RIO – Se TV tivesse cheiro, os espectadores perceberiam que até o perfume que Adriana Esteves está usando era o que Dalva de Oliveira usava.- Fleur de Rocaille. Era o da minha mãe também – diz Adriana, estrela da minissérie “Dalva e Herivelto, uma canção de amor”, exibida até esta sexta-feira na Globo. Quando voltar de férias da Bahia, onde está com a família esta semana, ela terá de dar um jeito no seu quarto. – O perfume está lá, revistas da época da Dalva, fotos, CDs…
Atriz que começou como modelo de comerciais de TV, despontou como “Musa do verão” do “Jornal do Brasil”, formou-se em publicidade, foi apresentadora de um quadro do “Domingão do Faustão”, mocinha de novela nos anos 1990 e boa de comédia nos 2000, Adriana Esteves descobriu o drama. Sua capacidade de incorporar a carga dramática do rosto, dos trejeitos de cantora e da biografia de Dalva – além de entrar na musicalidade da interpretada – é o que muitos estão considerando o melhor de “Dalva e Herivelto”.
Adriana se assustou ao receber o convite do diretor Dennis Carvalho para a minissérie. Não só por sua pouca experiência com papéis musicais (até então, apenas a cantora Lola na novela “Kubanacan”), mas porque estava há três anos no tom de comédia de “Toma lá, dá cá” e ainda gravava o programa quando veio o convite:
– Tive de gravar os dois juntos. Aliás, as gravações de ambos terminaram no mesmo dia, no fim de novembro.
Para se desligar da comédia e se ligar no drama de Dalva, a atriz, que se preparou por dois meses e meio, aproveitou uma experiência semelhante que havia tido no início do programa de humor.

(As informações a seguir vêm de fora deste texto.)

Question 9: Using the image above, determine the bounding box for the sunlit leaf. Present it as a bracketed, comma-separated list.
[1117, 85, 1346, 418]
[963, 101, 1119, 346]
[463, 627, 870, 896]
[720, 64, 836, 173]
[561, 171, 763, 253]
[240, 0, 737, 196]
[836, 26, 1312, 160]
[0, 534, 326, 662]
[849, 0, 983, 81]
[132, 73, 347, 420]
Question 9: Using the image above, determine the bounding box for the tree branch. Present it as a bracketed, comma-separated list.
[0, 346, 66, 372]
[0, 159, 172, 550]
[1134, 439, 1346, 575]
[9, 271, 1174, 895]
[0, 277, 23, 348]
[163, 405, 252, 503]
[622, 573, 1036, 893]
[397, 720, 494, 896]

– Fiz o começo dele com a peça “Virgolino Ferreira e Maria de Déa – Auto de Angicos” (pela qual foi indicada ao Shell de melhor atriz). Tinha que ser a Maria Bonita num, a Celinha noutro. E um me relaxava para o outro. Então, soube que aconteceria o mesmo com Celinha e Dalva – conta a atriz, acrescentando que a montagem também a ajudou a compor Dalva. – Eu não queria a imitação, queria só uma semelhança. E, na peça, o (diretor) Amir Haddad me ensinou isso quando se tratava de interpretar alguém que já existiu, como a Maria Bonita: pesquisar, não só a biografia, mas a visão que as pessoas tinham dela, na época e agora; e tirar minha impressão disso tudo. Preocupar-se só em apresentar uma história e um imaginário.

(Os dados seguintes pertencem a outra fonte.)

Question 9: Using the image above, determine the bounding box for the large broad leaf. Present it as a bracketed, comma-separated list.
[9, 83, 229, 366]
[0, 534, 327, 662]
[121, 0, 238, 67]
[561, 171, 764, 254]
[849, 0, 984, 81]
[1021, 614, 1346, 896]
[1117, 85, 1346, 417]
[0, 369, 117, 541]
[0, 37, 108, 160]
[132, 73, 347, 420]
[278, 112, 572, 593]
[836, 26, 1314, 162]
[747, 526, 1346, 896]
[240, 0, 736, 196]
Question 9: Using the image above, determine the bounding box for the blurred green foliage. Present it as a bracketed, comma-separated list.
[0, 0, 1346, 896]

Para a parte musical da minissérie, Adriana primeiro decorou as letras e ouviu as canções. Depois, teve aulas com a cantora lírica Mirna Rubim, que lhe deu lições como registro de graves e agudos. Então, passou para as fonoaudiólogas Marly Brito (que a auxiliou na dublagem das músicas) e Edi Montecchi (que neutralizou seu sotaque carioca).
Adriana também conversou com parentes da cantora e gente que conviveu com ela:
– E o que mais chamava atenção, nessas conversas, era a simplicidade da Dalva ao tratar as pessoas. Então, fui atrás de como seria a minha própria simplicidade.
Destaque em novelas como a vilã Sandrinha de “Torre de Babel” e a megera domada Catarina de “O cravo e a rosa”, ela reconhece que, por um tempo razoável na carreira, foi vista só como a mocinha. Nessa época, nos anos 1990, é que passou por críticas contra sua atuação em “Renascer”:
– Eu tinha 23 anos, e me deram aquele papel protagonista porque sempre fui responsável. Mas, aí, inventaram de dizer que não estava bom, e fiquei muito abalada, me senti a última pessoa do mundo. Agora, lembrando, acho que foi um dos meus melhores trabalhos. Que pena que eu tinha 23. Se tivesse 40, como agora, não teria sofrido tanto.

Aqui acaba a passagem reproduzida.